We read with considerable interest the article by Ivo Olivotto and colleagues outlining waiting times from abnormal breast screen to diagnosis for women attending organized screening programs.1 The authors' findings highlight the excessive waits that endanger patients' health and peace of mind.
However, there are 2 fundamental problems implicit in the authors' discussion. First, their description of diverse diagnostic practices highlights the lack of program control over standard diagnostic strategies. This reality is further evinced by the marked variability in observed waiting times within and between programs. It is difficult, if not impossible, to evaluate the significance of the queue when the very decisions to utilize medical services are themselves questionable. Therefore, a more logical sequence to this study would have been to focus on utilization strategies first and only thereafter turn to an investigation of queues.
Standardization of diagnostic pathways may reduce excessive waits if unnecessary referrals and duplication of tests are eliminated. Yet these measures alone will unlikely suffice in addressing the challenges of the queue for breast cancer evaluation. Hence, the second problem: Olivotto and colleagues focus on organizational reform strategies as solutions to lengthy delays in diagnosis. They cite the experiences in Sweden and the United Kingdom, where a host of organizational strategies and new care routines were invoked and the breast cancer workup was reallocated from the primary caregiver to the specialist.
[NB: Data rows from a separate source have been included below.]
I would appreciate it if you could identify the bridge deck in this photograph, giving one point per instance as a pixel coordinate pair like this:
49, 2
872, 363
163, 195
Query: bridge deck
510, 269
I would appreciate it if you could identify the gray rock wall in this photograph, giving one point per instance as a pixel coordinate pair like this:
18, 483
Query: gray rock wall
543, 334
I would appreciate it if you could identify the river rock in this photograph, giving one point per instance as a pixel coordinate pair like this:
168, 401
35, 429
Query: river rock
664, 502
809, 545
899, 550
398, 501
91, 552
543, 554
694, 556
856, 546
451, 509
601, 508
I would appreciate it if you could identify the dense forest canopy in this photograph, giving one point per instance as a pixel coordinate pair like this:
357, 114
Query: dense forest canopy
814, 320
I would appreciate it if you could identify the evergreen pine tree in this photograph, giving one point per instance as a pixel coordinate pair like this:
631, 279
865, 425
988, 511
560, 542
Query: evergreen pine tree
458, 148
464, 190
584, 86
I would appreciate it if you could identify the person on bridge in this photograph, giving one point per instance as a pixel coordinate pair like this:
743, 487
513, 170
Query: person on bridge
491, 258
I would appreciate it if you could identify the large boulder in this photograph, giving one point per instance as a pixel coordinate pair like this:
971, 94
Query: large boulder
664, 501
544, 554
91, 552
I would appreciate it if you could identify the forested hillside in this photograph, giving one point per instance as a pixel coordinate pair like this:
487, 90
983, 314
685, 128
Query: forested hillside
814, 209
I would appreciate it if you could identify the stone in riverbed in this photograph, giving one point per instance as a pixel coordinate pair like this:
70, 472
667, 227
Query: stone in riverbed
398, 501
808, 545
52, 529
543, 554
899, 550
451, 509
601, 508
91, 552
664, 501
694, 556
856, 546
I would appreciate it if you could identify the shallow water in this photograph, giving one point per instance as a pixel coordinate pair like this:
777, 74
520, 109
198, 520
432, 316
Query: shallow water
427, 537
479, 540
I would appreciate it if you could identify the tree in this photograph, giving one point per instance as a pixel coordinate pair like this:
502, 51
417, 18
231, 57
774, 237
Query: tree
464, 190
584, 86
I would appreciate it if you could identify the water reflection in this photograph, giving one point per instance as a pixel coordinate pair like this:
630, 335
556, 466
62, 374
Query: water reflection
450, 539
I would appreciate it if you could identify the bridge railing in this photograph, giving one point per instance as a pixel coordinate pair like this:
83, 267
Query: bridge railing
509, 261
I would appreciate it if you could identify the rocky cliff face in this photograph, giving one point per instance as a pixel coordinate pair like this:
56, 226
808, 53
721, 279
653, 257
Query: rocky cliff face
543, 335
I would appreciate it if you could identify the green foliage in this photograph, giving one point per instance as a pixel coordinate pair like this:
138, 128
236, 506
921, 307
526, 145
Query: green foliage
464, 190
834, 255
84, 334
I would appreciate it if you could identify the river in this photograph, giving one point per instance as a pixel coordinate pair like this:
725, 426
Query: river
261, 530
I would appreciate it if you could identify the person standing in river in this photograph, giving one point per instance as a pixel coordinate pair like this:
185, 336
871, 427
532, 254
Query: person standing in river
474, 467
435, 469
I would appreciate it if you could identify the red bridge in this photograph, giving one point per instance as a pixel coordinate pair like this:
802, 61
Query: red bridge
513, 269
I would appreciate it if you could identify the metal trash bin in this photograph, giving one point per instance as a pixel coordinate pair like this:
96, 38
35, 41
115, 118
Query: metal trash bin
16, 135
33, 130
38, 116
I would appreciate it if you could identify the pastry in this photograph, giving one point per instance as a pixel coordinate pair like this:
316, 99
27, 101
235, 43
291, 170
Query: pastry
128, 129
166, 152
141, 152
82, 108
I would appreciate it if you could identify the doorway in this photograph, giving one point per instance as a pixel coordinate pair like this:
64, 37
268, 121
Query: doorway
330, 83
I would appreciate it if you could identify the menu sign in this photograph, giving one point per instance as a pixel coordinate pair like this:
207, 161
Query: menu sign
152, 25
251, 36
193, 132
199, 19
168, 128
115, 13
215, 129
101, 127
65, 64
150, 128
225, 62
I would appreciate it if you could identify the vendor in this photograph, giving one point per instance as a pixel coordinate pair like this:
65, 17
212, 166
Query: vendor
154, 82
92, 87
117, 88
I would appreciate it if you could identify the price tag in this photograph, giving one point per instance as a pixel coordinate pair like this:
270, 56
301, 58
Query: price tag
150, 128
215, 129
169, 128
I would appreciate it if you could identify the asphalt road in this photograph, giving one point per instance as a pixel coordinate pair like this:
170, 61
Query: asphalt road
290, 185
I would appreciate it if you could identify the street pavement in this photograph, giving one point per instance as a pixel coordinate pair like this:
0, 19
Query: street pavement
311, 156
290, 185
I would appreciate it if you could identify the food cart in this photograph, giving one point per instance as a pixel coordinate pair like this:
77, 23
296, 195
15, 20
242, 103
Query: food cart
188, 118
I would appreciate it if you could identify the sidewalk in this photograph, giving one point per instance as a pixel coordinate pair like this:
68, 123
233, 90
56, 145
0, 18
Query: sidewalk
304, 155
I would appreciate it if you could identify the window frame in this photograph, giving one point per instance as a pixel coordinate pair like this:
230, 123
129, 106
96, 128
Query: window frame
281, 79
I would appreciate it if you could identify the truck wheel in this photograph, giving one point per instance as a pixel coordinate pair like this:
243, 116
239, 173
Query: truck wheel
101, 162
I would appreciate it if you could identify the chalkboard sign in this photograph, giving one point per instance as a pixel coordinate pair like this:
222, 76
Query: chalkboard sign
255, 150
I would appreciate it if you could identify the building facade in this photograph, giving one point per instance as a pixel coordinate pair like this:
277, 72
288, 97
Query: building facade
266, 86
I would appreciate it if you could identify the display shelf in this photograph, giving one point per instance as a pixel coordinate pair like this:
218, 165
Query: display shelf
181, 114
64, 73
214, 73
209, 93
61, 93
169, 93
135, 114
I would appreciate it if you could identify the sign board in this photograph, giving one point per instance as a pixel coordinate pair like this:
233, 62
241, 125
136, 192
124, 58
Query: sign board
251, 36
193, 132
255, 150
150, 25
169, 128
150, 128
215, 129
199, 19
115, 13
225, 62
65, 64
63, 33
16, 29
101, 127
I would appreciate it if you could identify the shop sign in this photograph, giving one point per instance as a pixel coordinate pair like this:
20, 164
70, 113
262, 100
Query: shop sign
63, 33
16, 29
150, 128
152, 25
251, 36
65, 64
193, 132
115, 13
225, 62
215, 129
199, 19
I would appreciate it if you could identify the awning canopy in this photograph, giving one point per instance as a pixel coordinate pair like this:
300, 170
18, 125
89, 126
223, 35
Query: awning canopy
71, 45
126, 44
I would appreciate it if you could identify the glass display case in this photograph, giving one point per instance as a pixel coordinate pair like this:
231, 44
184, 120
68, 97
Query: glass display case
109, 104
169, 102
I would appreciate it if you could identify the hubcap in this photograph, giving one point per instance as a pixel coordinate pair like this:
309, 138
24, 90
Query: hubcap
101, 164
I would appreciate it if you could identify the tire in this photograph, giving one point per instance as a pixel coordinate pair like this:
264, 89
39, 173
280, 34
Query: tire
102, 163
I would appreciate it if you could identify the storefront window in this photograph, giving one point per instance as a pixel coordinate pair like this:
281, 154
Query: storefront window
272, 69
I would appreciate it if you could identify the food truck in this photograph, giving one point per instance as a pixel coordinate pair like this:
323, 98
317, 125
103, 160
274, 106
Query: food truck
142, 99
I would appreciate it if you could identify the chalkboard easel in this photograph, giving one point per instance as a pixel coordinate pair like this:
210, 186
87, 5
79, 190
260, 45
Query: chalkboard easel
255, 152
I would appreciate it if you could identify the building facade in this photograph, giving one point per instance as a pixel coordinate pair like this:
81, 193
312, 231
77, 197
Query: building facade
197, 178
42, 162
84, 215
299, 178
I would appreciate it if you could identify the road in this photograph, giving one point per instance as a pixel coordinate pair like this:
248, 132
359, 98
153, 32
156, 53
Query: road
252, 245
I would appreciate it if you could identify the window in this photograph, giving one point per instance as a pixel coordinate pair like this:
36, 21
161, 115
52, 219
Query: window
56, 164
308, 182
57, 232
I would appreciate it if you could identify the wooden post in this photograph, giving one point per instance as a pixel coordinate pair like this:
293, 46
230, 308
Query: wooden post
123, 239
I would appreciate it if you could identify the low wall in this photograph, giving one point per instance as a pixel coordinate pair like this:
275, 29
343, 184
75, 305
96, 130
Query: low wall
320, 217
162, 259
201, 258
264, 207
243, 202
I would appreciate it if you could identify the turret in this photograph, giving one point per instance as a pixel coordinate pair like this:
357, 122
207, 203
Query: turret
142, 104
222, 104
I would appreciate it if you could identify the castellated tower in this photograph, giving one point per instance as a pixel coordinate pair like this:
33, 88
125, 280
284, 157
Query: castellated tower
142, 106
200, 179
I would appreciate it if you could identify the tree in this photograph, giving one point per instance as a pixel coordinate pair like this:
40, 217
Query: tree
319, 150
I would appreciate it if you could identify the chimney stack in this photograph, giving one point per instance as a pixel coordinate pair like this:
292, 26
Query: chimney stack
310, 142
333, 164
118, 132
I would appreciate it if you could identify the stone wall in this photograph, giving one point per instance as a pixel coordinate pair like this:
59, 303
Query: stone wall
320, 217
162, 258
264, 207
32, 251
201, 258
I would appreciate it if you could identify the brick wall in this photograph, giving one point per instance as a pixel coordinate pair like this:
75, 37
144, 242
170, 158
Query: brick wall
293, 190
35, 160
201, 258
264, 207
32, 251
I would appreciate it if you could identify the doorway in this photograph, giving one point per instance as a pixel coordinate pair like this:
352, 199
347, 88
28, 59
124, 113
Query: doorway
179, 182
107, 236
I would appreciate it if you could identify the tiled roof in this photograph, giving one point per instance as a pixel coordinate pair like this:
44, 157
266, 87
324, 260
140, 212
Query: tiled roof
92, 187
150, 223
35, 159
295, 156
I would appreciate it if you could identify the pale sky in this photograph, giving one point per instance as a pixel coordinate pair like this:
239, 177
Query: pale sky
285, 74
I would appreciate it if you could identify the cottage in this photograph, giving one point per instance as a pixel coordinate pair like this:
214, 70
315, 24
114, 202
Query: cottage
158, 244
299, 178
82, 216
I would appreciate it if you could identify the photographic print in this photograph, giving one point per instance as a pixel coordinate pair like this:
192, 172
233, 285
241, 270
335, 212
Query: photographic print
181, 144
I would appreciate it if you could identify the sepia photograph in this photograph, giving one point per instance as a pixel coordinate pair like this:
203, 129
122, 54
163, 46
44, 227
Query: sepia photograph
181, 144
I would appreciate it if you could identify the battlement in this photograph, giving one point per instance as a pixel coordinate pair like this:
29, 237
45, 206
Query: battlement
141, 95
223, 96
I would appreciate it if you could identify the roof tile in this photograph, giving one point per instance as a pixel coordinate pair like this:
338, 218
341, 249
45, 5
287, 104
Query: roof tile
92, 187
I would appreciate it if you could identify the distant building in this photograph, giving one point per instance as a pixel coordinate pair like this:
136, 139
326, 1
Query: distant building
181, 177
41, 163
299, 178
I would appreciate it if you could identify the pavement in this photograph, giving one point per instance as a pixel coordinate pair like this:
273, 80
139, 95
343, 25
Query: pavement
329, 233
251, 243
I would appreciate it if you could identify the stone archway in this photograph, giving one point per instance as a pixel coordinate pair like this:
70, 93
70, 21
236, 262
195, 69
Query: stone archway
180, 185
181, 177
However, these reform strategies ultimately failed, ostensibly because of unchecked increases in utilization and limited funding availability.2,3,4 Ontario's experience in managing cardiac queues also illustrates that organizational efforts alone are insufficient to eliminate lengthy delays in service. Centralized triage approaches to cardiac services have not obviated the need for transient funding infusions during times of excessive backlogs —this despite the widespread use of explicit indicators of urgency for patients awaiting bypass surgery.5
The problem of excessive waits is a complex one. We must first disentangle and then standardize diagnostic pathways to allow for reasonable comparisons of quality and timeliness of care across jurisdictions. Only then might we suggest solutions with confidence. Ultimately, however, the principles comprising waiting-list management will likely remain the same: system-monitoring processes, explicit prioritization criteria and reasonable supply estimates (although flexibility in capacity should be maintained to meet transient fluctuations in demand).
The authors' study is a step in the right direction, but we are left waiting for a compelling destination to emerge from their work.